MySQL Bugs: #101990: MySQL replica fails to recover after an unsafe shutdown

Bug #101990	MySQL replica fails to recover after an unsafe shutdown
Submitted:	14 Dec 2020 21:40	Modified:	28 Dec 2020 11:47
Reporter:	Sergiu Hlihor	Email Updates:
Status:	Can't repeat	Impact on me:	None
Category:	MySQL Server: Replication	Severity:	S2 (Serious)
Version:	8.0.22	OS:	Ubuntu (20.04 LTS)
Assigned to:	MySQL Verification Team	CPU Architecture:	x86 (Intel(R) Xeon(R) CPU E5-2680 v4 @ 2.40GHz)
Tags:	crash, replica, replication, unsafe shutdown

Description:
I have a master database with over 200K tables in one schema and the following configuration:
log-bin			= mysql-bin
binlog-format		= row
binlog_cache_size	= 65536
binlog_transaction_dependency_tracking  = WRITESET
binlog_transaction_compression  = ON
binlog-transaction-dependency-history-size      = 1000000
sync_binlog		= 1
binlog_expire_logs_seconds	= 2592000
max_binlog_size		= 1000M
gtid_mode		= ON
enforce_gtid_consistency	= ON
binlog-ignore-db	= information_schema
binlog-ignore-db	= performance_schema
binlog-ignore-db	= mysql
log-slave-updates	= 1

And slave: 
relay_log_info_repository	= TABLE
relay-log		= mysql-relay-bin
log-slave-updates	= 0
replicate-ignore-db	= information_schema
replicate-ignore-db	= performance_schema
replicate-ignore-db	= mysql
slave-parallel-type	= LOGICAL_CLOCK
slave-parallel-workers	= 24
slave_pending_jobs_size_max	= 4096M

The replica was catching and after about 2 days worth of replication caught up, I executed a restart cycle in which it froze, had to kill it and then database was never able to start again, as being victim of bugs:
https://bugs.mysql.com/bug.php?id=100118
https://bugs.mysql.com/bug.php?id=101717

I have installed a version maintained by Percona which already contains the patch recommended, however the database startup takes more than 24 hours and never finishes, just crashes. Upon investigation with perf top, I have found out that it stays stuck in Gtid_set::add_gno_interval for 70-80% of the time. 
To be mentioned that I had about 4-5 billions rows added in at least 50-100 million transactions executed. 

How to repeat:
Due to the large database size and due to the fact that the server was victim of the previously mentioned bugs (both master & slave were running on 8.0.21), not sure if it easy to reproduce. Suggested method would be to:
 - Setup master replica using the settings I have above
 - Setup master with 200K tables
 - Insert into master about 5 billion rows spread evenly over all 200K tables in batch transactions containing 10 rows per transaction
 - Start replica
 - Kill replica after a large number of transaction, recommended in the middle of the test and monitor the recovery.

Hi,

I cannot reproduce this. The percona server that has the patches from .23 is maybe ok or maybe not I cannot say, not our product, no clue how they fixed them, but you really need to set this up with our binaries from scratch, when 8.0.23 is really out.

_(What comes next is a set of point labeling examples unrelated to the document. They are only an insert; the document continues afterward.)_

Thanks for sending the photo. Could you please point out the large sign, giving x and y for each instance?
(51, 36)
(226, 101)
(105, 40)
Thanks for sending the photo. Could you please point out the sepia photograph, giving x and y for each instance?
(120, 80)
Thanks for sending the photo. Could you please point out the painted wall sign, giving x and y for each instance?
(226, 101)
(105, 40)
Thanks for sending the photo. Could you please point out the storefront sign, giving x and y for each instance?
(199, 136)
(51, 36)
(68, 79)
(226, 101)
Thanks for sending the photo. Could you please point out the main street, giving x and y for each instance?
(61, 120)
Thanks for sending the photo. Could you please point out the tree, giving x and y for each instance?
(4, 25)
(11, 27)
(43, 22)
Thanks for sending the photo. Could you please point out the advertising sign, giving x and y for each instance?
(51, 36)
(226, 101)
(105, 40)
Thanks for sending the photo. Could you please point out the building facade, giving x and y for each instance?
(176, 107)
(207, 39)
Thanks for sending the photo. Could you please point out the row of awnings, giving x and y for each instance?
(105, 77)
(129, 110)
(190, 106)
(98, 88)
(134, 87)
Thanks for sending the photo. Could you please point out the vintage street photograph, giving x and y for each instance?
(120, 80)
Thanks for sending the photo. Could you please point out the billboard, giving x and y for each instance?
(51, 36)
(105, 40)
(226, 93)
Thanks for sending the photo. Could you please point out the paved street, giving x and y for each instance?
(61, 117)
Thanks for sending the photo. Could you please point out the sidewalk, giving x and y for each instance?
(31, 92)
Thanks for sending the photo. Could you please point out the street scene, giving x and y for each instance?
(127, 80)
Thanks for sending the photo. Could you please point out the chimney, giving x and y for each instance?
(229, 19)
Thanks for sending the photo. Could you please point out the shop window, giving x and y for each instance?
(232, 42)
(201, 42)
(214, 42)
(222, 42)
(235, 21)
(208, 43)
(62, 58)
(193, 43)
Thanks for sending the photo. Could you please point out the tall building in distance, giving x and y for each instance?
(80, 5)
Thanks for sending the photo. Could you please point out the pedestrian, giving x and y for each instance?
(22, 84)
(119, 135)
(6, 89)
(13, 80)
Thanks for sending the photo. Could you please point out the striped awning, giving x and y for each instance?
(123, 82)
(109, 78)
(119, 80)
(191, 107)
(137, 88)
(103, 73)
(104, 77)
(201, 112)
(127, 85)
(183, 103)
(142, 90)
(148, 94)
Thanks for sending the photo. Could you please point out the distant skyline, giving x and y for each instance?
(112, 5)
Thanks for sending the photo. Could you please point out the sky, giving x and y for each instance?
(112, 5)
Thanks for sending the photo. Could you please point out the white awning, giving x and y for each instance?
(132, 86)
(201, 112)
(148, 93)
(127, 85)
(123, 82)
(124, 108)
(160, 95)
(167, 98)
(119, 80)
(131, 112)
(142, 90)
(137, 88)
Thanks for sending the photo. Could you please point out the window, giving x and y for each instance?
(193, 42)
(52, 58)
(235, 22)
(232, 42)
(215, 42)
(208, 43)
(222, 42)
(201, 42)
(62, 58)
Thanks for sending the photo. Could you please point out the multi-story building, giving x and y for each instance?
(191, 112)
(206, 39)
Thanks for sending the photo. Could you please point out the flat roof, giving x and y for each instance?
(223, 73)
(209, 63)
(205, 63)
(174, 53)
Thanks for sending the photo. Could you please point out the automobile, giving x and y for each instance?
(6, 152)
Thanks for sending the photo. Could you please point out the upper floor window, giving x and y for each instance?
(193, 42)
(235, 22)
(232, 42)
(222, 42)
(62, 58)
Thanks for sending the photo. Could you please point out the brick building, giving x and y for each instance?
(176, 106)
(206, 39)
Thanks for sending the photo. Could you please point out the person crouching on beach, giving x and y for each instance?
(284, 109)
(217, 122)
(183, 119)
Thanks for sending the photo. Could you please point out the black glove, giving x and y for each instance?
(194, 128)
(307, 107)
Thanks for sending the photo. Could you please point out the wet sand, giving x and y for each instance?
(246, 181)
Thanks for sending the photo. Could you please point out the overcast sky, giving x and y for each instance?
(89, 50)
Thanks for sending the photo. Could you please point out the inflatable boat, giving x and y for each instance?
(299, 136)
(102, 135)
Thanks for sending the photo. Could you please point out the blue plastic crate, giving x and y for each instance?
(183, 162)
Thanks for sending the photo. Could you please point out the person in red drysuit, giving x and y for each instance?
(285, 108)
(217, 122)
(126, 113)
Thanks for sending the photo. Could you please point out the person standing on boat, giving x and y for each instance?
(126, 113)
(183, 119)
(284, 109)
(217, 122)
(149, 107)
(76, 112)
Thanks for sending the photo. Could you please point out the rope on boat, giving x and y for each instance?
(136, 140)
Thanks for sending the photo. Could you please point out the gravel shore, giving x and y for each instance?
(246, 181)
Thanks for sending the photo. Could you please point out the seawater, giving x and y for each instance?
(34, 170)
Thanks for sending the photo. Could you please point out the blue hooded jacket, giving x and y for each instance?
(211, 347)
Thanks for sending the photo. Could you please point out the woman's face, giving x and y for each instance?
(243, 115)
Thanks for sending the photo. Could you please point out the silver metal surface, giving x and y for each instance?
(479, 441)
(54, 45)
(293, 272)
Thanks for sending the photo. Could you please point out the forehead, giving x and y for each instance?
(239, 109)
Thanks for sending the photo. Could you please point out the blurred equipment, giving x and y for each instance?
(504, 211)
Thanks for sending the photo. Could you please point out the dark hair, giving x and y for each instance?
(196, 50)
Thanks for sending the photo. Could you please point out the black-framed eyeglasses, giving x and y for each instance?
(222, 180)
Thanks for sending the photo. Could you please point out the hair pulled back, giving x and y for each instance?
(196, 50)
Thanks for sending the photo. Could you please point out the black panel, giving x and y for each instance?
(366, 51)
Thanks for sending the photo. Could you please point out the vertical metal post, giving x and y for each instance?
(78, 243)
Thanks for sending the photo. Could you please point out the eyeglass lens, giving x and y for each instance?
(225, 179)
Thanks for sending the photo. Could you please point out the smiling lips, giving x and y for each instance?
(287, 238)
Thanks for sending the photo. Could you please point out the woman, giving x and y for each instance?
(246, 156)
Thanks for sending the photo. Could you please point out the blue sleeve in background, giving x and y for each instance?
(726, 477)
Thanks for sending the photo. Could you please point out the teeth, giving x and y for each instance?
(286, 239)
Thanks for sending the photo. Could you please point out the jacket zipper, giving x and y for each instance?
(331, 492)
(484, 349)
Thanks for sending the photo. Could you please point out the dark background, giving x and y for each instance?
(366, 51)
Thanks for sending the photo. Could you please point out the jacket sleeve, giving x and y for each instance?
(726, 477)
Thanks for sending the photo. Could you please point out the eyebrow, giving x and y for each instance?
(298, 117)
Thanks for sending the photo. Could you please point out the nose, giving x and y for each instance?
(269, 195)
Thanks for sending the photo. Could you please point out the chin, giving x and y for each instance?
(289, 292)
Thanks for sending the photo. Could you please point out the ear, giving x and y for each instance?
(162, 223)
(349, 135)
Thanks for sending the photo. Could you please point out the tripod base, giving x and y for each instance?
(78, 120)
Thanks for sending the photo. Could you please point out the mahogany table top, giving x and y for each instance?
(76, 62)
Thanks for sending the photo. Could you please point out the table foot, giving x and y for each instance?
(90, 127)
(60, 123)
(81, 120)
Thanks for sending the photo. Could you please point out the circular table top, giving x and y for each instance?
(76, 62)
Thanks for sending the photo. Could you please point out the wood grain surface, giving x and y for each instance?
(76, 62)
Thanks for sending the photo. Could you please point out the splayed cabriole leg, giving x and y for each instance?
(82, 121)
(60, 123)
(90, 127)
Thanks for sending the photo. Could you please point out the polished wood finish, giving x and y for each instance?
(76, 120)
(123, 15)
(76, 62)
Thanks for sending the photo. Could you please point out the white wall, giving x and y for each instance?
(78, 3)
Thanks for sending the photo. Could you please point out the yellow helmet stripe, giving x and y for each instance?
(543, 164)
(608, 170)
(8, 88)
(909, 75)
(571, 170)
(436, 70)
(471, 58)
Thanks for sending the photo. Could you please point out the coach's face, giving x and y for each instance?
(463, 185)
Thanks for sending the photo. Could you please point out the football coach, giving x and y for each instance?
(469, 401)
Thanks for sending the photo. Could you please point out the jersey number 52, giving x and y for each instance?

>  - Setup master replica using the settings I have above
>  - Setup master with 200K tables
>  - Insert into master about 5 billion rows spread evenly over all 200K tables in batch transactions containing 10 rows per transaction
>  - Start replica
>  - Kill replica after a large number of transaction, recommended in the middle of the test and monitor the recovery.

Done, Done, Done, Done, Done -> multiple times, did not manage to bring it to state where it will not start again. 

Now, you do understand that "killing replica" can mean many things and that there is always a possibility replica will die in a way that will corrupt the file system (e.g. you have faulty memory on your cache controller) and that will not allow the replica to start. There's no way to prevent this. But new replica should always be able to catch up, but doing normal "kill replica" by doing kill -9, shutting down VM where it runs, stopping VM where it runs did not managed to bring the replica to state where it would not recover.

All best
Bogdan

Some extra infromation. The master - replica was switched live to GTID based replication with a few days prior to the incident. Could this affect it?

Hi,

> The master - replica was switched live to GTID based replication with a few days prior to the incident. Could this affect it?

I need to check with my colleagues. From the top of my head no, but again, restarting replica from scratch - there might be some issues, will have to check and get back to you

Will also redo the test doing this change at some point.

all best
Bogdan

Hi,

> The master - replica was switched live to GTID based replication with a few days prior to the incident. Could this affect it?

I retested with this too but no luck reproducing.

Is there any way to reset the replication on replica server and start it without letting it go through the flow that ends in "Gtid_set::add_gno_interval" ?

I have large amount of data on that replica and rebuilding from gound up is quite time consuming.